The coordinates of the foot of perpendicular drawn from origin to the plane $2x - 3y + 4z - 6 = 0$ is
Three Dimensional Geometry
Solution:
Let the coordinates of the foot of the perpendicular $P$ from the origin to the plane is $(x_1, y_1, z_1)$.
Then, the direction ratios of the line $OP$ are $x_1$, $y_1$, $z_1$.
Writing the equation of the plane in the normal form, we
have $\frac{2}{\sqrt{29}}x-\frac{3}{\sqrt{29}}y+\frac{4}{\sqrt{29}}z=\frac{6}{\sqrt{29}}$
where, $\frac{2}{\sqrt{29}}$, $\frac{-3}{\sqrt{29}}$, $\frac{4}{\sqrt{29}}$ are the direction cosines of the lines $OP$.
Since, $d$.$c's$ and $d$.$r's$ of a line are proportional.

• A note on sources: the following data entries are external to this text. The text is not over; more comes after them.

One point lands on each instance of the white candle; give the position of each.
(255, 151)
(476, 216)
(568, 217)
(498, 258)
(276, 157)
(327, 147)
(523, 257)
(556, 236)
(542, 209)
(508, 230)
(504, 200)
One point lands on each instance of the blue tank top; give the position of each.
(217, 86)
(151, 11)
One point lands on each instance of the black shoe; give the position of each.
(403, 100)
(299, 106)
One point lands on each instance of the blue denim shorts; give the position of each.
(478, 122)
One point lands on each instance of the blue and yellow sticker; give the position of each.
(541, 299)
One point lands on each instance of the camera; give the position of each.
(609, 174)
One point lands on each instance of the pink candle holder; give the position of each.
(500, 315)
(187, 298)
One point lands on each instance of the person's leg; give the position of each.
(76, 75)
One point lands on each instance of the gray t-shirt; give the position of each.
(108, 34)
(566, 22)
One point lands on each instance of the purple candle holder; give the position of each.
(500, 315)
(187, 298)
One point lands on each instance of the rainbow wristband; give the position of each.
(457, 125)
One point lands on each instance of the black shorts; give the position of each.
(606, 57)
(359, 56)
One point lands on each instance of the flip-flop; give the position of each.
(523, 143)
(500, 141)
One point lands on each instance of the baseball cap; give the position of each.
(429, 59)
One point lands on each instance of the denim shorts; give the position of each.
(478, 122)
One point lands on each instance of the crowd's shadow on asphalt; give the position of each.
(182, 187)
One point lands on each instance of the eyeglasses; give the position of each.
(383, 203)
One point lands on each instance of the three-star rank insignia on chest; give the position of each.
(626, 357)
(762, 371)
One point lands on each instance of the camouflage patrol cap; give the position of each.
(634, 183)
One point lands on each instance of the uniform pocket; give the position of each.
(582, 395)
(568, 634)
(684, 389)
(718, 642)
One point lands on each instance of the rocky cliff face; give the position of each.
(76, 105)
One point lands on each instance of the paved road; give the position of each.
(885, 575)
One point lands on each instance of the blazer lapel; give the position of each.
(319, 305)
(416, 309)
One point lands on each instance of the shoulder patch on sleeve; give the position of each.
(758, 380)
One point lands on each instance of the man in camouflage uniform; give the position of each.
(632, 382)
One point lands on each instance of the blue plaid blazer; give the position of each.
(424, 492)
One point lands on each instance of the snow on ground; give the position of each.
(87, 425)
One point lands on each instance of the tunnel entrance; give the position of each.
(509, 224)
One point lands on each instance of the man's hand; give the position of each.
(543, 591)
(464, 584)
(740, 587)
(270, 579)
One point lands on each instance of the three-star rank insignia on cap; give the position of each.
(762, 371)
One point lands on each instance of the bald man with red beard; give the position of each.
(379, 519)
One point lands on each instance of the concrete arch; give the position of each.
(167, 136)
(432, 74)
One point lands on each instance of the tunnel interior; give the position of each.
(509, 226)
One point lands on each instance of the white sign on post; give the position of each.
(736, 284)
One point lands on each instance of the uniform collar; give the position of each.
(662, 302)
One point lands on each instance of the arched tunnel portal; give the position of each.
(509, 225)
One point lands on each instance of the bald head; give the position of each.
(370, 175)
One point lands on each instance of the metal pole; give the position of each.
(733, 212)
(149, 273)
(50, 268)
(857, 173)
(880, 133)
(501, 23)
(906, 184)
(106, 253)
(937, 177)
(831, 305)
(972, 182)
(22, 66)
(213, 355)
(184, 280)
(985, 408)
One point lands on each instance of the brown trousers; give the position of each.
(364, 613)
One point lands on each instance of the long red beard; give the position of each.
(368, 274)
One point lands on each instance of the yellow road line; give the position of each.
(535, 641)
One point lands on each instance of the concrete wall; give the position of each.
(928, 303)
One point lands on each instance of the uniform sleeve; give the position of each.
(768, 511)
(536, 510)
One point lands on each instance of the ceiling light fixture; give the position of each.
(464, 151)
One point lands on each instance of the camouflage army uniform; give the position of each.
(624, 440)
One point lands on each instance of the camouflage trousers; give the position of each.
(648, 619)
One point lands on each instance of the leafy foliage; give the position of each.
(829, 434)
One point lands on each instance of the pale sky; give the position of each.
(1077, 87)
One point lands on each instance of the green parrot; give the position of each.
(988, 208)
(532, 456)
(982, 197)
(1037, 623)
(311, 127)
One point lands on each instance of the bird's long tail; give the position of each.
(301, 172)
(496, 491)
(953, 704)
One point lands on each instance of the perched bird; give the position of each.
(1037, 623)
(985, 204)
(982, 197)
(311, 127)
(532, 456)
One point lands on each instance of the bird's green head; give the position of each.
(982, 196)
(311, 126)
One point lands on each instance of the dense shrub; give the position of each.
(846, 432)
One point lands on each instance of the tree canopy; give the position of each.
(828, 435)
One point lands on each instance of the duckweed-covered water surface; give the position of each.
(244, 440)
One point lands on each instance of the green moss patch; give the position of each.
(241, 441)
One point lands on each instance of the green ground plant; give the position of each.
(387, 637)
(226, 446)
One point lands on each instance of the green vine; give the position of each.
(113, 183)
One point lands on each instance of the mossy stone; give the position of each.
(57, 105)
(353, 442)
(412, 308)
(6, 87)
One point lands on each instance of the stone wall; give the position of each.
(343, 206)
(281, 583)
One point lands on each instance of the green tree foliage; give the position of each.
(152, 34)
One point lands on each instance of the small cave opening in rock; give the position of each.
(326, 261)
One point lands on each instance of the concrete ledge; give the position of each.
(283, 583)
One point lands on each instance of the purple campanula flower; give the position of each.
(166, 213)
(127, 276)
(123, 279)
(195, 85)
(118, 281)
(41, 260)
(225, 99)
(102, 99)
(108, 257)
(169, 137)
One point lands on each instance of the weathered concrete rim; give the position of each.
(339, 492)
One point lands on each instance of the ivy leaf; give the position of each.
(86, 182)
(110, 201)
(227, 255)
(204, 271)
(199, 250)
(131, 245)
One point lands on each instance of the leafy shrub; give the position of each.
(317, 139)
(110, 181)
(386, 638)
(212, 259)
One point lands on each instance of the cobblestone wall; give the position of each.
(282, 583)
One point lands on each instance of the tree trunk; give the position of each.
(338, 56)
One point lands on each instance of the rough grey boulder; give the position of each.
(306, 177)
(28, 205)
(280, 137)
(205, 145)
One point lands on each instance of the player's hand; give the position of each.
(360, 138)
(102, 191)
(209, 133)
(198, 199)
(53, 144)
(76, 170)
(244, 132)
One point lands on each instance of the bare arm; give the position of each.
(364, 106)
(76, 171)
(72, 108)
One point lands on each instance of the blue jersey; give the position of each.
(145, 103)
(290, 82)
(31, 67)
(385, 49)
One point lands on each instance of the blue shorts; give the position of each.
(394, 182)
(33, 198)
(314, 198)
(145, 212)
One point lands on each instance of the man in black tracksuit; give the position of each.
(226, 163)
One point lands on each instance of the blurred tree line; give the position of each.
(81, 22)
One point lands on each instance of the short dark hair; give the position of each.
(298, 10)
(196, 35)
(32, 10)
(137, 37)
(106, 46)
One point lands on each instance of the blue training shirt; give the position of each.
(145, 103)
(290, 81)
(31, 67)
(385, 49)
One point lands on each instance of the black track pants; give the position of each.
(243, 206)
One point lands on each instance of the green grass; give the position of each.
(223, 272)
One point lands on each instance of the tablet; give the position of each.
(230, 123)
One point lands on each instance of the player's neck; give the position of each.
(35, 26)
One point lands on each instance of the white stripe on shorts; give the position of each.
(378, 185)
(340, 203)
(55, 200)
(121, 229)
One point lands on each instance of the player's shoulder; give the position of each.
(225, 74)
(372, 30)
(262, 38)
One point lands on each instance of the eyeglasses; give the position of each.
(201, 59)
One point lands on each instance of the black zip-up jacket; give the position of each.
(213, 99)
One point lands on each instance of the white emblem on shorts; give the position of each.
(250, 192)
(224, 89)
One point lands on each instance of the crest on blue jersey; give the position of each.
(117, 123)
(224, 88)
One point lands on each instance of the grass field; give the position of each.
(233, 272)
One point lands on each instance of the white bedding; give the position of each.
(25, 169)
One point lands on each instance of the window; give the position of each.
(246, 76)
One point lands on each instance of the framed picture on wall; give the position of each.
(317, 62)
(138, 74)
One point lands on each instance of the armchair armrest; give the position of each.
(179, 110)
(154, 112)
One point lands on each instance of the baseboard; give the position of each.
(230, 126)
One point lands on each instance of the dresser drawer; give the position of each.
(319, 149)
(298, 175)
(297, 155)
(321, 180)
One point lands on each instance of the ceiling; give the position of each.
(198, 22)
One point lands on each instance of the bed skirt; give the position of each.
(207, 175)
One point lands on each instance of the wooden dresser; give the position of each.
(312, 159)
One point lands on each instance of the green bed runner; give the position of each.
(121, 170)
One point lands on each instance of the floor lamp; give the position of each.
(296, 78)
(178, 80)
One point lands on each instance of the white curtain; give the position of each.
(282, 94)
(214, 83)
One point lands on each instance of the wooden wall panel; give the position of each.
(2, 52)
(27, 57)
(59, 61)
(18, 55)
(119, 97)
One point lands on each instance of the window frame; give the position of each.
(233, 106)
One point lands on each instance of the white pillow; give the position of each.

Then, we
have $\frac{x_{1}}{\frac{2}{\sqrt{29}}}=\frac{y_{1}}{\frac{-3}{\sqrt{29}}}=\frac{z_{1}}{\frac{4}{\sqrt{29}}}=k$
i.e., $x_{1}=\frac{2k}{\sqrt{29}}$,
$y_{1}=\frac{-3k}{\sqrt{29}}$,
$z_{1}=\frac{4k}{\sqrt{29}}$
Substituting these values in the equation of the plane,
we get $\frac{4k}{\sqrt{29}}+\frac{9k}{\sqrt{29}}+\frac{16k}{\sqrt{29}}-6=0$
$\Rightarrow k=\frac{6}{\sqrt{29}}$
Hence, the foot of the perpendicular is $\left(\frac{12}{29}, \frac{-18}{29}, \frac{24}{29}\right)$.